Collins is joined on screen by Total Control co-star Shantae Barnes-Cowan as the fearless Shanika. Basically badgering her way into the gig, the dynamic duo wind up taking the reins from Pine Gap star Kelton Pell as traditional ‘blood hunter’ Jalingbirri.
“We needed someone with some cultural authority and Kelton just brings that man,” Fletcher says. “He really went there in that role, like he took it really seriously and that really suited the character. Whereas Tyson is the opposite, so that created a great onscreen dynamic.”
There’s a particular bond of protective camaraderie born of shooting in a spot where, if you’re not careful, you might slip down a mine shaft 50 feet deep, Thornton jokes.
“I love the idea of mining being a bit like the vampire that sucks the blood of the earth, in a way,” he says. “The mineshafts of Coober Pedy looks like a sore on your skin, or pockmarks. The actual landscape looks like a virus. All these amazing things that naturally happen when you find yourself in the right place at the right time with the right story.”
Fletcher can’t speak more highly of Collins and Barnes-Cowan: “They’re bona fide movie stars, both of them,” he says. “They’re both super-committed, you know? They’re not here for a haircut. ‘We’re here to make a film about killing vampires, train me up’.”
They both took on as much of their stunt work as possible, and most of the gory kill shots were achieved with practical effects.
“If we can do it in camera, we do it in camera,” Thornton says. “It’s got this really cool look and style then, and a connection to a period of genre I really love, that looks like stuff that I’d be watching on VHS in 1985.”

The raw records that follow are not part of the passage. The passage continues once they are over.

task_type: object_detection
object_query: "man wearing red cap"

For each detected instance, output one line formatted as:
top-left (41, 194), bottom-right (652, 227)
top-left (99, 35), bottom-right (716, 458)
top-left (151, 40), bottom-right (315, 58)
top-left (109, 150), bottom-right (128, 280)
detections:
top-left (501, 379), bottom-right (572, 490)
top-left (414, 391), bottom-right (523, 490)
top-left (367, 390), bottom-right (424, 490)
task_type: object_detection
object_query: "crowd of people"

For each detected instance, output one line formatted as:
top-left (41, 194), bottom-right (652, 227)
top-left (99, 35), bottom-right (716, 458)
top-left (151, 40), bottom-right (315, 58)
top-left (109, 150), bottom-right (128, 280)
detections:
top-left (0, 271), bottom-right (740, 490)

Fletcher can see Collins’ career skyrocketing, going so far as to say “he should be the next James Bond. He’s got a huge range. Early on, when we were wondering who to cast for Tyson, we though he seemed too nice, too much of a gentleman. And man, were we wrong! He’s such a pro and the deeper he goes into his dark side, the better he gets.”
Thornton previously directed The Darkside, a film that wove Indigenous ghost stories together.
“That’s in our blood,” he says of the fireside tradition. “All our oral history stories are about monsters and demons and morals. We live with spirits, and they are part of our existence. We recognise and celebrate them. Where other cultures obviously use ghosts as fear, we view them as ancestors. That’s what The Darkside was about.”
Blood suckers are an invasive European species, after all, Thornton notes.
“We did have a really great conversation about vampires not being part of Australia’s traditional storytelling. It’s a feral concept. They’re vermin, just as much as a fox or a red coat trooper.”